Maurice J. "Morrie" Lamb, WLOK-TV's first Chief Engineer, shown with the station's second transmitter, a 12kw General Electric TT-24A. Lamb was one of those responsible for putting channel 73 on the air in April 1953. He continued with the station until his retirement in 1985, overseeing many of the improvements in subsequent years. (This picture was taken during the station's 25th Anniversary celebration in May 1978.)

Meanwhile, Northwestern Ohio Broadcasting Corporation, owned by George E. Hamilton and Robert W. Mack, put WIMA/1150 on the air in December 1948 (in a reversal of the usual order of things, WIMA-FM/102.1 had been on the air since that summer). They applied for channel 35 post-freeze, and received their grant December 3, 1952. Two years later, following Pixley's death the previous July (and with WIMA-TV still "under construction") Hamilton and Mack acquired WLOK, Inc. in order to get the functioning television facilities. The WLOK and WLOK-FM licenses and the channel 35 permit were surrendered and deleted on December 20, and the WLOK-TV permit was modified for operation on channel 35 as WIMA-TV. WLOK-TV/73 signed off April 18, 1955 and WIMA-TV/35 signed on one week later, on April 24.

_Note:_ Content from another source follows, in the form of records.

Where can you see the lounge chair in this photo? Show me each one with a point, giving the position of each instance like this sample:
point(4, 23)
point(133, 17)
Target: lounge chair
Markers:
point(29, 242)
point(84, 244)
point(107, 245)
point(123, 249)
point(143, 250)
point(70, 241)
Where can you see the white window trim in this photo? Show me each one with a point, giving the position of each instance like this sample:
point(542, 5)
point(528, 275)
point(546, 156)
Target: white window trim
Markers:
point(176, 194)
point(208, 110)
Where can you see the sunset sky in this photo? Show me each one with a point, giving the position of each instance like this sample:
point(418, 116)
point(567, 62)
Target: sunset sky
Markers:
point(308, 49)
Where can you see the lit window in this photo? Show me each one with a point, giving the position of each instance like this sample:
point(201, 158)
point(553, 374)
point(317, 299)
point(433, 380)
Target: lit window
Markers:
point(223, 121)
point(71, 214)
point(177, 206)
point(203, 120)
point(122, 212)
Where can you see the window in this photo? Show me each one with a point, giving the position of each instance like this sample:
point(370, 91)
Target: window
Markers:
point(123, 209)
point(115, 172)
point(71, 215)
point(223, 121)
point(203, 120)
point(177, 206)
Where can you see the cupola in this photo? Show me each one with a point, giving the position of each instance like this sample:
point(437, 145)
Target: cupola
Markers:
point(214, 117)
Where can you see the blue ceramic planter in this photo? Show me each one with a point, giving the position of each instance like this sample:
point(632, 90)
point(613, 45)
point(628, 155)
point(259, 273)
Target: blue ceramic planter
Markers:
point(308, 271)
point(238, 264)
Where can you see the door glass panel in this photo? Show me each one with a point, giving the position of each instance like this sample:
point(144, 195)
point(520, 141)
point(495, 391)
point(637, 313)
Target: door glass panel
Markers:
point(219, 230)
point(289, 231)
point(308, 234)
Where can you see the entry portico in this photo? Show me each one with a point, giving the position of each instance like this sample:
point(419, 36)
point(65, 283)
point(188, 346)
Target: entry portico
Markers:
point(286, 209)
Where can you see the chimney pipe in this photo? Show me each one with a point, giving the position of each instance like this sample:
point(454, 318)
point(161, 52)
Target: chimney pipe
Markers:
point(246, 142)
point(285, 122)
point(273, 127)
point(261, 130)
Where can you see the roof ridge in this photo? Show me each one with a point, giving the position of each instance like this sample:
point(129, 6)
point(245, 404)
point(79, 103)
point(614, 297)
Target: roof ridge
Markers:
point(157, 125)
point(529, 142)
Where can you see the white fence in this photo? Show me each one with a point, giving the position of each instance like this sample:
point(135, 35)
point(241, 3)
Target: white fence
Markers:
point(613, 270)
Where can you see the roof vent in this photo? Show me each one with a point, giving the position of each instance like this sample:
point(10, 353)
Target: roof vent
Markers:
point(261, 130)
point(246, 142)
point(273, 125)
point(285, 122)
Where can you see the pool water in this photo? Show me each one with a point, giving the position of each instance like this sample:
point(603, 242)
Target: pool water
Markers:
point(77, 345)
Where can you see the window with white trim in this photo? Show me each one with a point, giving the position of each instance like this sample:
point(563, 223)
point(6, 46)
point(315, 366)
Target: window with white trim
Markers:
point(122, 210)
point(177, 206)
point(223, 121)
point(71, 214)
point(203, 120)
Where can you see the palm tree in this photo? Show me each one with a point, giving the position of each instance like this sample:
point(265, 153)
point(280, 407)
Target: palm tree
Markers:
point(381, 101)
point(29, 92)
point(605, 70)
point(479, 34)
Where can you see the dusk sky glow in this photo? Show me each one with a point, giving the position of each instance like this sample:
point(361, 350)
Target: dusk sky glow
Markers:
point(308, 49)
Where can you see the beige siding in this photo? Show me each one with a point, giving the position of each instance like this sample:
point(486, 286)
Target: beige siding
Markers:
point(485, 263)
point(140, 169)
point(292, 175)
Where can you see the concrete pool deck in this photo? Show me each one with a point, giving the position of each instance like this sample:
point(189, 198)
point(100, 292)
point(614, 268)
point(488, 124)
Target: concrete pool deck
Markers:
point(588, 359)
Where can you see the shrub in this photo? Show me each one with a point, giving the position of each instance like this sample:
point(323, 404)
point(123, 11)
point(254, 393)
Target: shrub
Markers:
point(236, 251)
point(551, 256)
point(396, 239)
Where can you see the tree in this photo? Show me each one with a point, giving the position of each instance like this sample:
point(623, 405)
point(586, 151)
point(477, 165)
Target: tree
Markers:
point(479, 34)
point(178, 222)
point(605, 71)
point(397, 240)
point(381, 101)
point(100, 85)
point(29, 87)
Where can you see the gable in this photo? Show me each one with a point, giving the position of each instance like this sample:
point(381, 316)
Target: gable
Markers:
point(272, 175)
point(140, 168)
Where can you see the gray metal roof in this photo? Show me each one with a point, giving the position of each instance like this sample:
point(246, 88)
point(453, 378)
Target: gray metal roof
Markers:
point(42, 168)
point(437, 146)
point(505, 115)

(Right before the acquisition by Hamilton and Mack, WLOK-TV filed a request to make a one hour test transmission the morning of January 26, 1955 of "a scrambled video signal or with a regular video signal without audio signal" which was denied by the FCC because "said request contemplates use of a broadcast frequency for a point-to-point broadcast service" which was contrary to the rules and regulations then in force. As this matched an identical request by WGTH-TV/18 Hartford CT, one wonders if channel 73 had been contemplating applying for subscription television operation when that became possible.)

The new WIMA-TV carried programming on the three major networks plus the remnants of DuMont, and while a primary NBC affiliate continued to carry some programming from the other two into the early 1980s. WIMA also had the distinction of providing live coverage from the home of Neil Armstrong's parents during the Apollo 11 moon mission in July 1969. The station provided coverage to all three networks plus world-wide satellite.


George E. (Bruff) Hamilton and Robert
W. Mack, co-owners of WIMA-TV
from 1954 to 1972, shown with the
station's film chain.

WIMA-TV greatly increased power March 20, 1958 when a new General Electric 12kw transmitter (shown above in the photo of Morrie Lamb) began operation. Video effective radiated power increased went from 16kw to 198kw and audio from 10kw to 105kw.

In 1967 WIMA started making the transition to color when it purchased a RCA TP-66 color film chain, and in 1970 two RCA TK-44 color studio cameras. The film chain remained in service until early 1985 when video tape and electronic "still store" units became the broadcast standard; the studio cameras were retired the year previous.

On February 1, 1972 channel 35 was purchased by the Toledo Blade and Midwestern Broadcasting of Toledo and the call letters were changed to the current WLIO. (Blade Communications Corporation bought out Midwestern Broadcasting's interest ten years later.) Under its current corporate name of Block Communications, WLIO also operates a combined Fox/MyNetworkTV affiliate on its second digital subchannel and owns three low-power stations which together serve as Lima's ABC and CBS affiliate (WOHL-CD WLQP-LD, and WLMO-LP).


(Dennis Lamb, KB8CYI, is the assistant Chief Operator of WLIO. This article is adapted from a more comprehensive article on the history of WLIO which formerly appeared on the station website but was removed during its redesign in 2016. Corrections to the early timeline were added by K.M. Richards during reformatting.)